He also said the decline in inflation is expected to increase people’s disposable incomes and interest rates are also expected to decline in 2016.

“Foreign exchange rate has continued to stabilise,” said Mutharika “as a result of Government initiative to stock enough foreign exchange reserves which have been more than three months of import cover.”

He said this has enabled the private sector to plan and be able to import their raw materials for industrial production without much difficulty.

But in an interview after the meeting to explain why he advised the association to do more with less, Gondwe said:

“We have to agree that the sort of picture that they painted requires that we invest a lot more than probably we are doing on early childhood. But as I said it would be a two-way traffic, they have also to look at how they can achieve the results with less money because as you know the resource envelope is not as large as was the case before.”

Gondwe advised that Malawians in all their endeavours will have to see to it that they do more with less money.

“The days where we cried for funding are slowly going we have to be relying more on how efficient we are in the use of resources,” he said.

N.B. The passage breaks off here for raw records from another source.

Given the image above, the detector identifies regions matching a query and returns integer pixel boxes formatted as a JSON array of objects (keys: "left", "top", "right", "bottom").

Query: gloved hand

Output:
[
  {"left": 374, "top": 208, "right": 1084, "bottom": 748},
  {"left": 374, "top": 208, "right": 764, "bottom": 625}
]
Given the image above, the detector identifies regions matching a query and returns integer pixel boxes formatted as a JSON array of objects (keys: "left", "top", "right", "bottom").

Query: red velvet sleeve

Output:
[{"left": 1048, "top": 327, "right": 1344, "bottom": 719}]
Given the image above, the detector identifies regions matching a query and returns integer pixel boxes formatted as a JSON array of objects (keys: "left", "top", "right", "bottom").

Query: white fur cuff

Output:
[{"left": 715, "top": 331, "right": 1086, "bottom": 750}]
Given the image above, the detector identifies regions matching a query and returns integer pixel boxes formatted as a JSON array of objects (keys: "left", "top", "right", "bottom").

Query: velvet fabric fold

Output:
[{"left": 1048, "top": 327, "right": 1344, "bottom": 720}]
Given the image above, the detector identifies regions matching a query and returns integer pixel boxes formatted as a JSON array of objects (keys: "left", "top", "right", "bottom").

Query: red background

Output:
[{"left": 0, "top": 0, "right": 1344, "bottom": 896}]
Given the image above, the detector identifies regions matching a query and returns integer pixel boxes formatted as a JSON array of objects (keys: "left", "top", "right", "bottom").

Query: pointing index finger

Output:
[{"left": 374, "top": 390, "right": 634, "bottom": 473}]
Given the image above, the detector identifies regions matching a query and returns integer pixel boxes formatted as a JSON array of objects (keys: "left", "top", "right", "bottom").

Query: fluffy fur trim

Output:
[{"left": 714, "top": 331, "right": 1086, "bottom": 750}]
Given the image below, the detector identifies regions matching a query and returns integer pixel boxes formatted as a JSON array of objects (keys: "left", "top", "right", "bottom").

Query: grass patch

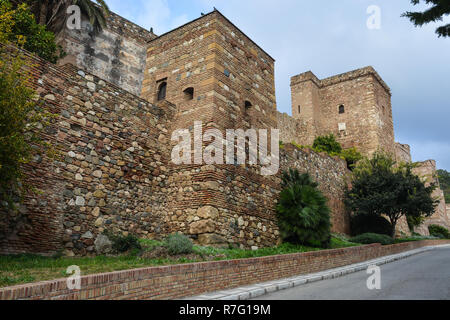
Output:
[{"left": 0, "top": 235, "right": 358, "bottom": 287}]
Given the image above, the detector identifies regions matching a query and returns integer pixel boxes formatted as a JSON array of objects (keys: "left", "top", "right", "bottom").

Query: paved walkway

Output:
[{"left": 184, "top": 245, "right": 450, "bottom": 300}]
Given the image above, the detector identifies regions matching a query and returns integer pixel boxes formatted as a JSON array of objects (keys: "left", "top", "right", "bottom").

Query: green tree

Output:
[
  {"left": 438, "top": 170, "right": 450, "bottom": 204},
  {"left": 0, "top": 0, "right": 64, "bottom": 63},
  {"left": 402, "top": 0, "right": 450, "bottom": 37},
  {"left": 346, "top": 152, "right": 438, "bottom": 237},
  {"left": 0, "top": 9, "right": 54, "bottom": 209},
  {"left": 15, "top": 0, "right": 109, "bottom": 34},
  {"left": 277, "top": 169, "right": 331, "bottom": 247},
  {"left": 312, "top": 134, "right": 363, "bottom": 170},
  {"left": 313, "top": 134, "right": 342, "bottom": 155}
]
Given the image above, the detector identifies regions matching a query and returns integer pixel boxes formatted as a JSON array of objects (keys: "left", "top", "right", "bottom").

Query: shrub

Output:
[
  {"left": 313, "top": 134, "right": 342, "bottom": 155},
  {"left": 277, "top": 169, "right": 331, "bottom": 247},
  {"left": 350, "top": 233, "right": 394, "bottom": 245},
  {"left": 350, "top": 214, "right": 391, "bottom": 236},
  {"left": 341, "top": 148, "right": 363, "bottom": 170},
  {"left": 428, "top": 225, "right": 450, "bottom": 239},
  {"left": 106, "top": 233, "right": 142, "bottom": 253},
  {"left": 164, "top": 233, "right": 194, "bottom": 256}
]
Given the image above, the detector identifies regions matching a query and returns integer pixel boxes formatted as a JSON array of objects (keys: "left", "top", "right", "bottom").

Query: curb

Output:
[{"left": 183, "top": 245, "right": 450, "bottom": 300}]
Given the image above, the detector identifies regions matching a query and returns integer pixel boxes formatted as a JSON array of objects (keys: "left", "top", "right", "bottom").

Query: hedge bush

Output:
[
  {"left": 350, "top": 233, "right": 394, "bottom": 245},
  {"left": 428, "top": 225, "right": 450, "bottom": 239},
  {"left": 350, "top": 214, "right": 392, "bottom": 236},
  {"left": 104, "top": 232, "right": 142, "bottom": 253}
]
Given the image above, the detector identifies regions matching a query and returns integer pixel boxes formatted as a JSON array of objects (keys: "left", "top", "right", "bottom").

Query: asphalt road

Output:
[{"left": 255, "top": 247, "right": 450, "bottom": 300}]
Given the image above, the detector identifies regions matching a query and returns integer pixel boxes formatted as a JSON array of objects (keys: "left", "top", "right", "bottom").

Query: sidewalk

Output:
[{"left": 183, "top": 245, "right": 450, "bottom": 300}]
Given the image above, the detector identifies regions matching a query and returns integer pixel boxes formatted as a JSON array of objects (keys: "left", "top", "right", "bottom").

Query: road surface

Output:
[{"left": 255, "top": 247, "right": 450, "bottom": 300}]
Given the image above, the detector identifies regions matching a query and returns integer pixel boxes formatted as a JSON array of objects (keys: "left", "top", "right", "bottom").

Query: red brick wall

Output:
[{"left": 0, "top": 240, "right": 450, "bottom": 300}]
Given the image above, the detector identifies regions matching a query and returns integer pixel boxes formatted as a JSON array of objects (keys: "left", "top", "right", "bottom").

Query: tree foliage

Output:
[
  {"left": 312, "top": 134, "right": 363, "bottom": 170},
  {"left": 313, "top": 134, "right": 342, "bottom": 155},
  {"left": 350, "top": 214, "right": 391, "bottom": 236},
  {"left": 346, "top": 152, "right": 438, "bottom": 237},
  {"left": 402, "top": 0, "right": 450, "bottom": 37},
  {"left": 277, "top": 169, "right": 331, "bottom": 247},
  {"left": 0, "top": 0, "right": 64, "bottom": 63}
]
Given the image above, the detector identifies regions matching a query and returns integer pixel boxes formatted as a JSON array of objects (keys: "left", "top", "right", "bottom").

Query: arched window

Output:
[
  {"left": 183, "top": 87, "right": 194, "bottom": 101},
  {"left": 158, "top": 81, "right": 167, "bottom": 101}
]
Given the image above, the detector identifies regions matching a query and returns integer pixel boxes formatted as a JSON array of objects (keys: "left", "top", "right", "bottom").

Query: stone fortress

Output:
[{"left": 0, "top": 10, "right": 450, "bottom": 256}]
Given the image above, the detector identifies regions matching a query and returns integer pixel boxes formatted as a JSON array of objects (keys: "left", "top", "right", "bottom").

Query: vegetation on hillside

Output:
[
  {"left": 0, "top": 0, "right": 64, "bottom": 63},
  {"left": 288, "top": 134, "right": 363, "bottom": 170},
  {"left": 345, "top": 152, "right": 438, "bottom": 237},
  {"left": 277, "top": 169, "right": 331, "bottom": 247},
  {"left": 0, "top": 235, "right": 360, "bottom": 287},
  {"left": 0, "top": 0, "right": 56, "bottom": 208},
  {"left": 13, "top": 0, "right": 109, "bottom": 34}
]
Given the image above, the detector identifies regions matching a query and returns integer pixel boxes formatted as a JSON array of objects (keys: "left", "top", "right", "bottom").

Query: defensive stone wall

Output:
[
  {"left": 288, "top": 67, "right": 395, "bottom": 155},
  {"left": 414, "top": 160, "right": 450, "bottom": 235},
  {"left": 0, "top": 240, "right": 450, "bottom": 300},
  {"left": 0, "top": 48, "right": 174, "bottom": 255}
]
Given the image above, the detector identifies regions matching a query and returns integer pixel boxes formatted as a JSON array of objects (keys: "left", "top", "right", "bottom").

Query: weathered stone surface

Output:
[
  {"left": 190, "top": 220, "right": 216, "bottom": 234},
  {"left": 198, "top": 234, "right": 226, "bottom": 246}
]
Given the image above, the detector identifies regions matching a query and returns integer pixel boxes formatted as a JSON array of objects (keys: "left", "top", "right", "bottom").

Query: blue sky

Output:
[{"left": 107, "top": 0, "right": 450, "bottom": 171}]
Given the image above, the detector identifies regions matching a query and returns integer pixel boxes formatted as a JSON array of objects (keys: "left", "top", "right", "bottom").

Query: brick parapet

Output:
[{"left": 0, "top": 240, "right": 450, "bottom": 300}]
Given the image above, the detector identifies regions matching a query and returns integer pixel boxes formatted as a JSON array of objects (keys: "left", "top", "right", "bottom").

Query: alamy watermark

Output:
[
  {"left": 172, "top": 121, "right": 280, "bottom": 176},
  {"left": 66, "top": 5, "right": 81, "bottom": 30}
]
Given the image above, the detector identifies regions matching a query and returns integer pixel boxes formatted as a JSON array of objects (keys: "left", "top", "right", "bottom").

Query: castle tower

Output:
[
  {"left": 291, "top": 67, "right": 395, "bottom": 155},
  {"left": 291, "top": 71, "right": 322, "bottom": 145}
]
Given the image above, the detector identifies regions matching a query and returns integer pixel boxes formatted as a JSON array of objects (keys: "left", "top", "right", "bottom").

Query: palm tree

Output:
[{"left": 12, "top": 0, "right": 109, "bottom": 34}]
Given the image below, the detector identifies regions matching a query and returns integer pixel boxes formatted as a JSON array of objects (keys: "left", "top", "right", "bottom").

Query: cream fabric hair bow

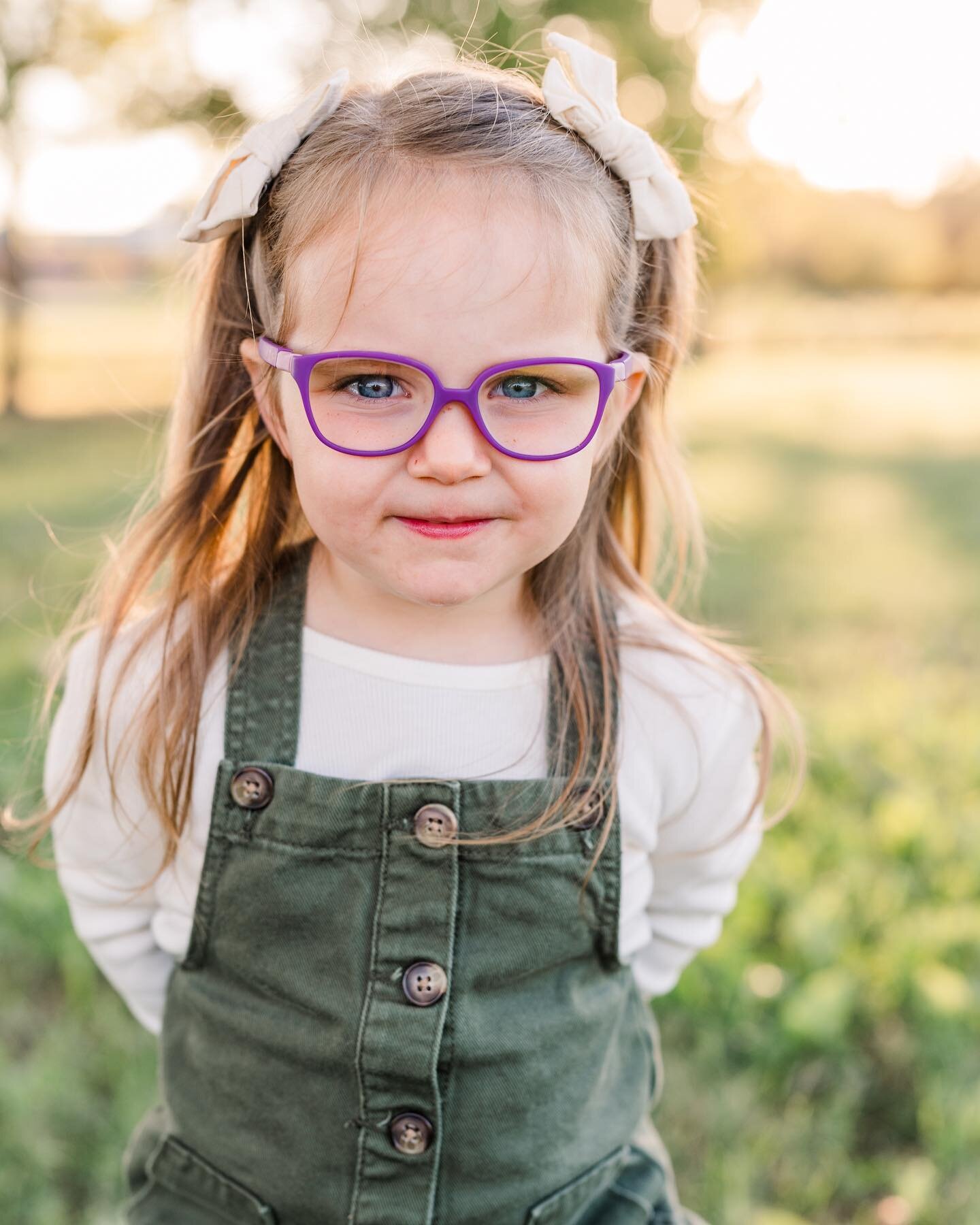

He said for example the association was demanding more money in order to train caregivers for early childhood education. He however said that, the association prioritized need for allowances in their request.

“Before you have money to actually impact on a child you have used quite a bit on allowances and various other things that really need not to be spent money on,” he said.

Gondwe said the mindset will have to change.

“Allowances are important yes, but we should probably emphasise on more services than self satisfaction,” he said.

Reacting to sentiments from Gondwe, Board Chairperson for Association of Early Childhood Development in Malawi Foster Kholowa said what Gondwe said was interesting.

“It’s a wise statement and I commend him for that thinking. All of us know the kind of economic hardship that Malawi is facing and everybody must appreciate that we do not have donor funding and all of that, so we have to make do with the little that we have,” he said.

He nevertheless said they felt that it was important to have the Minister with them over breakfast because over the years they have had a number of challenges on early childhood development in Malawi.

The current budget has allocated roughly K40 million which is less than what they had last year.

Kholowa said there is about K500m needed for early childhood development in their strategic plan although at the moment they do not know if they are able to reach the budget target.

“Apart from government resources other stakeholders like Unicef, Save the Children and a lot more organisations have contributed to this big budget. I think our major weakness is that we are not able to account for how much is coming from international and other local organisations into ECD,” he said.